Worried about future
The girl, now five years old, is a happy child, her mother said.
"Anybody that sees her, they don’t see the scars and you wouldn’t be able to tell unless it was pointed out, you saw her scars, or you knew about our story," she said.
"She runs around, she makes anybody smile. Anybody that sees her, they comment on how funny and happy she is."
But the mother worries about what will happen when her daughter is older.
"Right now, she doesn’t notice the scars. She’s still too young. She thinks people, when they do notice it, they’re just paying attention to her.
"She’s still of an innocent age, but I’m scared once she gets older, adolescence, she notices them, she notices how some things are more difficult for her.
"And if we do find out that it has affected her sexual health, her reproduction… on a normal day, nobody’s happy to find that out. But to know you weren’t born that way, it was caused by an incident that could have been prevented, it’s difficult."
The mother said she too has been affected by the ordeal, which has dragged on for nearly three years.
"I had almost gotten over it, just locked it away, it’s never going to happen," she said. But the court case, "immediately kicked up all the emotions — anger, happiness, stress."
She still only feels comfortable leaving her daughter with relatives and has trust issues, she said.
Credit given for time in custody
The judge said she had to weigh many factors in sentencing. Parker-Thorne was only 20 years old at the time, pleaded guilty and has expressed regret.
And while Parker-Thorne fled the province, the judge said she believes the case was an isolated incident and that he can be rehabilitated.

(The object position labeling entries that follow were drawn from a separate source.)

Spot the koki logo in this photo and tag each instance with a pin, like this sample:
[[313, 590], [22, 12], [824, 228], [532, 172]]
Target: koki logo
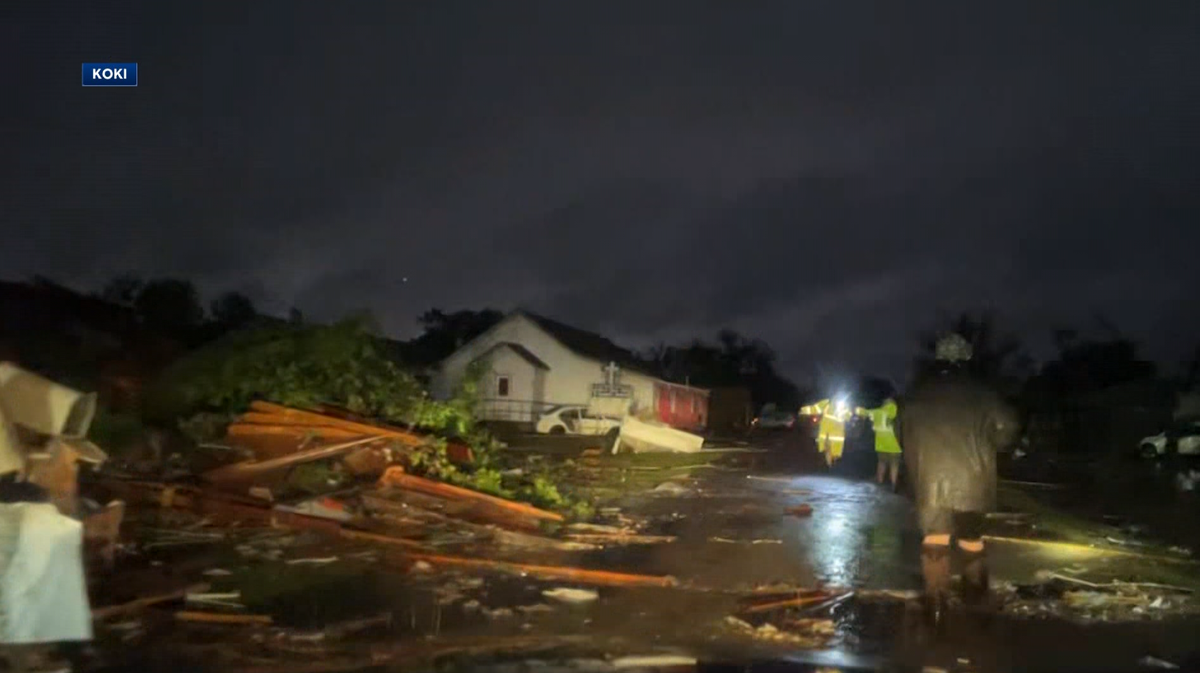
[[109, 74]]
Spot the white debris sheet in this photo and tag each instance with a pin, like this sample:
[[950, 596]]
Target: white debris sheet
[[43, 596]]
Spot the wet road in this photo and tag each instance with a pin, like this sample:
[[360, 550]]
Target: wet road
[[735, 535]]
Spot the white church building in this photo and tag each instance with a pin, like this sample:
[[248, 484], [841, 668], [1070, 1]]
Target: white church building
[[535, 364]]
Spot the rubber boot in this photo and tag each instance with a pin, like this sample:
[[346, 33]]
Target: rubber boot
[[975, 575], [935, 566]]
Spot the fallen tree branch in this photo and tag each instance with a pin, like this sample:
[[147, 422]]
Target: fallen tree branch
[[220, 618], [619, 539], [585, 576], [149, 601], [1117, 584], [247, 468], [805, 599], [400, 479], [1080, 547]]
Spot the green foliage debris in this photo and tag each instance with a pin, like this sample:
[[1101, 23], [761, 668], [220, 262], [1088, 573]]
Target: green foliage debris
[[341, 365]]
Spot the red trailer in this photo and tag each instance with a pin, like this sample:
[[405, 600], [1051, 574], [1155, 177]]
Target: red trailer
[[681, 406]]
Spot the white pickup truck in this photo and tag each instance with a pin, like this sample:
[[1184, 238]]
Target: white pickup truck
[[575, 419]]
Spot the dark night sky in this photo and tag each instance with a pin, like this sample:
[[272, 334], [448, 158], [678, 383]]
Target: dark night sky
[[827, 175]]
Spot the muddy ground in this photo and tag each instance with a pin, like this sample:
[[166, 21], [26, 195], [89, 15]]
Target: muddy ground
[[732, 518]]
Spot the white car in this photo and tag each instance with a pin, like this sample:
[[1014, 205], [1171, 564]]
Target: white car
[[773, 418], [1182, 438], [575, 420]]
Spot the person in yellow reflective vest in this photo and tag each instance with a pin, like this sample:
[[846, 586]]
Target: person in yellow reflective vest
[[832, 427], [887, 446]]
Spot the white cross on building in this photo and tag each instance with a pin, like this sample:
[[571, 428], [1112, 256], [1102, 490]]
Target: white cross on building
[[611, 372]]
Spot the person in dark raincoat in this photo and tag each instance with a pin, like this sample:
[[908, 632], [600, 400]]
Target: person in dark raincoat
[[952, 427]]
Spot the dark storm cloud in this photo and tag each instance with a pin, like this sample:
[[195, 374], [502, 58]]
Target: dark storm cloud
[[827, 175]]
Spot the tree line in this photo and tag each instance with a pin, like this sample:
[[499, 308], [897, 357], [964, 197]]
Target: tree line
[[1083, 362]]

Still, the little girl will have to live with her injuries for life — and sentencing had to reflect that, she said.
She will give Parker-Thorne credit for the time he has spent in custody since being arrested in March, she added.
On Wednesday, the judge rejected a joint recommendation for a sentence of up to 30 months in jail, saying it was too low.
Although New Brunswick's Court of Appeal says judges should give serious consideration to joint recommendations from the Crown and defence, judge are not bound by them.
Dugas-Horsman said she could sentence Parker-Thorne to up to eight years in prison and adjourned sentencing until Thursday to take more time to review case law.